Zillow (ZG 1.39%) (Z 1.37%) is now buying and selling homes directly in 21 markets around the country through its "iBuying" business, Zillow Offers. Last quarter, Zillow bought 2,291 homes, sold 1,211, and ended the quarter owning 2,822 homes it values at $879 million.  Incredibly, this is a business that didn't own any homes only 18 months ago. The pace of expansion has been explosive due to the rapid rollout to new markets and increasing homeowner awareness. Management is expanding the business rapidly because it understands that being the biggest iBuyer could be an insurmountable competitive advantage.

iBuying is a scale game

Since Zillow Offers has been in business, management has found that homeowners tend to be quite price-sensitive to the company's offer price and service fee. According to founder and CEO Rich Barton, the number of homeowners who accept Zillow's offer and sell to the company increases "dramatically" with relatively small increases in offers.

A for sale sign with a sold sticker on it stands in front of a house.

Image Source: Getty Images.

On the company's third-quarter conference call, Barton talked about why scale is so important to Zillow Offers.

... we really do think scale in [Zillow Offers] matters. ... this is a pretty price-elastic business.

... every little bit more we're able to offer a homeowner for their house -- because we're running a more efficient operation, we have cheaper financing expenses, we are able to sell [and] market these homes cheaper than onesie-twosie or small folks -- every little bit that we are able to do actually dramatically increases the size of the business that we think we can ultimately run.

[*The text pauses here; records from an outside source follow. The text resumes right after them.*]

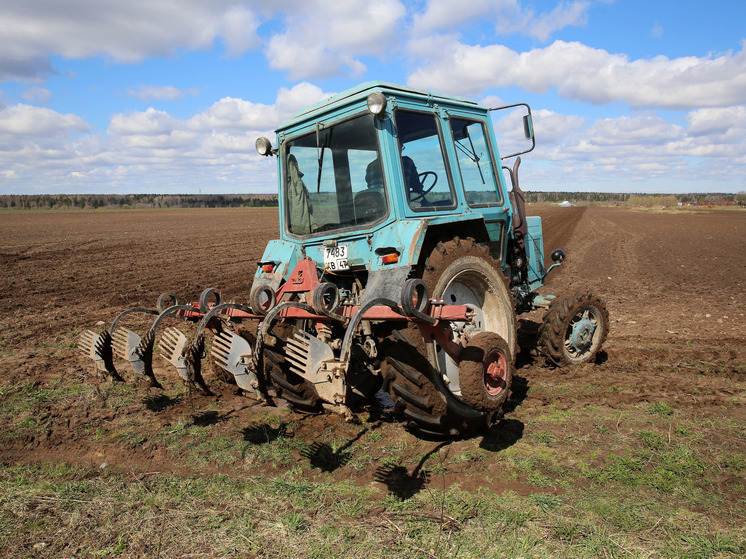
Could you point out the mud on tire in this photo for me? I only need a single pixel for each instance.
(485, 372)
(419, 393)
(574, 329)
(461, 272)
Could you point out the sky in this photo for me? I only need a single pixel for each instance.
(169, 97)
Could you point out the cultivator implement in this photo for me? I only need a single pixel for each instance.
(310, 351)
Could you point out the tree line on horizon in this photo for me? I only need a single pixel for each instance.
(134, 201)
(145, 201)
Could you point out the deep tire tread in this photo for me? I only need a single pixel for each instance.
(555, 323)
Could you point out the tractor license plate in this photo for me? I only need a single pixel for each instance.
(335, 258)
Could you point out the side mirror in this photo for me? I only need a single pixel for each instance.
(528, 127)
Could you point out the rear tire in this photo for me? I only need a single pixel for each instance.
(485, 372)
(422, 380)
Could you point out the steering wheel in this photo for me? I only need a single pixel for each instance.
(422, 177)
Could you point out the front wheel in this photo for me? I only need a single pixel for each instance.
(574, 329)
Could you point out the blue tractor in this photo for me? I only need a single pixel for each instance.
(403, 259)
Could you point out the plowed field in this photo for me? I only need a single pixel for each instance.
(674, 284)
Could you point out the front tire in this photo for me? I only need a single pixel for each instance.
(574, 329)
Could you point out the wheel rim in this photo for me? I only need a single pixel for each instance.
(495, 373)
(582, 333)
(471, 288)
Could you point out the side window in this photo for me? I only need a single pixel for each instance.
(475, 162)
(311, 203)
(425, 174)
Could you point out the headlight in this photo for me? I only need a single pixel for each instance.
(377, 103)
(263, 146)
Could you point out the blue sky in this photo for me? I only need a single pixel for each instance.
(168, 97)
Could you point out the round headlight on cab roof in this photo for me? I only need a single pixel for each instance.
(263, 146)
(377, 103)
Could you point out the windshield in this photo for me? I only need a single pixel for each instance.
(333, 178)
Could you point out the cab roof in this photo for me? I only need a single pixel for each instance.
(363, 90)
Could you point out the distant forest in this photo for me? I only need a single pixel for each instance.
(141, 201)
(134, 201)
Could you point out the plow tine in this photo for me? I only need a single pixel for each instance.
(98, 348)
(138, 351)
(172, 345)
(193, 357)
(233, 353)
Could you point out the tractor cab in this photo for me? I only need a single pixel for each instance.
(373, 176)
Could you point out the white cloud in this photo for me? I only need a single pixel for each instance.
(159, 93)
(147, 150)
(38, 95)
(27, 121)
(509, 17)
(716, 120)
(583, 73)
(33, 30)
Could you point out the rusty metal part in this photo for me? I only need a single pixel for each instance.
(98, 348)
(233, 353)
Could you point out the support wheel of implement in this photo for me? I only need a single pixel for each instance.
(574, 329)
(423, 380)
(298, 392)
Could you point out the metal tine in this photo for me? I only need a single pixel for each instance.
(138, 351)
(98, 348)
(125, 343)
(233, 353)
(172, 345)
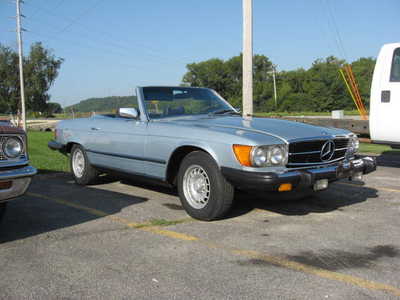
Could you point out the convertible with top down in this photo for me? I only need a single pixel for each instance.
(195, 140)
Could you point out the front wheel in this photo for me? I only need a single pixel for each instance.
(204, 192)
(3, 207)
(82, 171)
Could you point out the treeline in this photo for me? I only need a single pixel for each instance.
(40, 70)
(106, 104)
(319, 88)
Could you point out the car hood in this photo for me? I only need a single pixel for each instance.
(283, 129)
(5, 128)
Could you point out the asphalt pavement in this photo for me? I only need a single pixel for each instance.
(130, 239)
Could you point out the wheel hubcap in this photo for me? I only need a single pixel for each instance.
(196, 186)
(78, 163)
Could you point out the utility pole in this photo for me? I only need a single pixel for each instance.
(273, 77)
(247, 58)
(21, 71)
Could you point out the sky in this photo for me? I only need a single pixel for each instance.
(110, 47)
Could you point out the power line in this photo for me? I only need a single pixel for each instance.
(20, 58)
(154, 54)
(338, 38)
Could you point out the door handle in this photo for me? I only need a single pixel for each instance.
(385, 97)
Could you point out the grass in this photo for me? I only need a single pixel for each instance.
(302, 113)
(377, 149)
(41, 157)
(162, 222)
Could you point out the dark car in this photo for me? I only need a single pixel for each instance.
(15, 171)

So I don't know if I'd call this a network effect. It's not really that. It's just a scale effect. There's a strong scale effect, we believe, in the Zillow Offers business. So we think this is an important strategic decision to actually have this be big, to make it get big.

Of course, any iBuyer could make homeowners higher offers and win market share for a while. That alone is not a sustainable strategy. The key in this business is to have a lower cost structure than others so that you can afford to offer homeowners higher offers than anyone else can. A lower cost structure is possible through economies of scale -- in other words, getting big and efficient so you can effectively pass your cost savings onto homeowners through higher offers.

How Zillow can pay more

Zillow has a big cost advantage right off the bat due to the massive amount of site traffic it already gets and can use for Zillow Offers; 196 million different people visit its sites and apps each month on average, and that figure is growing. In Zillow Offers markets, the company simply advertises the ability to request an offer on each home's Zillow page. Adding that functionality cost the company virtually nothing.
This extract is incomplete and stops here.